L’anno scorso si poteva quasi tracciare una linea dalla difesa all’attacco toccando tutti i leader che davano linfa vitale all’undici di Spalletti: da Manolas a Dzeko, passando per lo stesso Daniele e quel Nainggolan che giocava dietro la punta. I grandi assenti di quest’anno sono proprio i protagonisti di «ieri», per motivi diversi e con responsabilità differenti. Il centrale greco, per esempio, è stato il migliore in campo contro l’Atalanta, ma non riesce ad essere una sicurezza con continuità. La pecca più grande è il penalty concesso alla Lazio nel derby, un vero pasticcio visto che aveva deviato col braccio una palla innocua dentro l’area di rigore. La distrazione alla fine non è costata tanto alla Roma, che l’estate scorsa aveva venduto Manolas allo Zenit, prima dei noti ripensamenti del giocatore che ha poi firmato il rinnovo, restando però con la valigia sull’uscio. Soprattutto dopo le recenti riflessioni della dirigenza, che a scaglioni volerà a Londra in questi giorni: oggi è il turno di Baldissoni, Fienga, Gandini e Danovaro, che nella capitale inglese sarebbero andati a prescindere da Pallotta, atteso giovedì, per discutere le questioni commerciali del club ancora in cerca del main sponsor. Appena il presidente confermerà la sua presenza, Monchi lo raggiungerà per fare il punto sulla parte sportiva e per capire come muoversi nel complicato mercato invernale.

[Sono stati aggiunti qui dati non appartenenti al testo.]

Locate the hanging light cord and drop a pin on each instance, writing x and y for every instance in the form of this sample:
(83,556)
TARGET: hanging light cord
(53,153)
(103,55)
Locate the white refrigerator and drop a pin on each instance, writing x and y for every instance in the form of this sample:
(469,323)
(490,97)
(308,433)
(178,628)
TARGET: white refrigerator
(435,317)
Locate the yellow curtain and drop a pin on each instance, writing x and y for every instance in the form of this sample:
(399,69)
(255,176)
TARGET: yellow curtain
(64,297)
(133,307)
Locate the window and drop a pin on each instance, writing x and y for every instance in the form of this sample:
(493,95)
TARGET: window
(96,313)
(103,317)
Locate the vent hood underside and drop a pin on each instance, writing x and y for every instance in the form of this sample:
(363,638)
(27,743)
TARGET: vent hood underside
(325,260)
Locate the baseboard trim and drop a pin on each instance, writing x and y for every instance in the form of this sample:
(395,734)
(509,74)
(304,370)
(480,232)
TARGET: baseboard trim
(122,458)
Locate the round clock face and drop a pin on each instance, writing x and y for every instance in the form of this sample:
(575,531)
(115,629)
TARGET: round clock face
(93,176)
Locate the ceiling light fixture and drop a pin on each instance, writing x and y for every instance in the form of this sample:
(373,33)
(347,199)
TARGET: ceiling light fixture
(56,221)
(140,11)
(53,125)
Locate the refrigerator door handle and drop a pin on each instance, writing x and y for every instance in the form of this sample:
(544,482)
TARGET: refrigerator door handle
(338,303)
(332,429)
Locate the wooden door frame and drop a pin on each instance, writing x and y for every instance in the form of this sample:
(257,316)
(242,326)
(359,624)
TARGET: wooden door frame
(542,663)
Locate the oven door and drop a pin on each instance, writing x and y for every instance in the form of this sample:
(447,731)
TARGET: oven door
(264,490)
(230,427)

Se dovesse giungere a Trigoria un’offerta irrinunciabile per uno dei senatori, non sarà subito cestinata, anche se una cessione di questo calibro sarebbe meglio farla con la calma del calciomercato estivo, per non avere la fretta di trovare rimpiazzi di livello. De Rossi ha ancora un anno di contratto e dovrebbe rispettare la scadenza, gli altri «big» possono favorire il «Supermarket Roma». Chi si sentirà arrivato alla fine di un ciclo potrà cambiare aria, Strootman è nella capitale dal 2013 ed è rimasto soprattutto per sdebitarsi della fiducia che il club gli ha dato quando il ginocchio lo faceva dannare, ma tra poco avrà 28 anni e potrebbe essere il momento giusto per una nuova sfida. Le prestazioni non sono alla sua altezza, la «lavatrice» è stata aggiustatatre volte ma fatica a girare come una volta. Dzeko, invece, fa il bello e il cattivo tempo: un anno da bidone, uno da bomber e ora una via di mezzo. Ha cominciato la stagione con i ritmi della passata, poi si è perso. El Shaarawy e Perotti vanno ad intermittenza, a volte sono decisivi altre dei fantasmi in campo, Nainggolan difetta nei comportamenti, Florenzi da terzino lascia ancora qualche dubbio e a differenza degli altri romani e romanisti non ha mai escluso l’idea di un futuro lontano dalla capitale. Una Roma che, volente o nolente, non conosce intoccabili.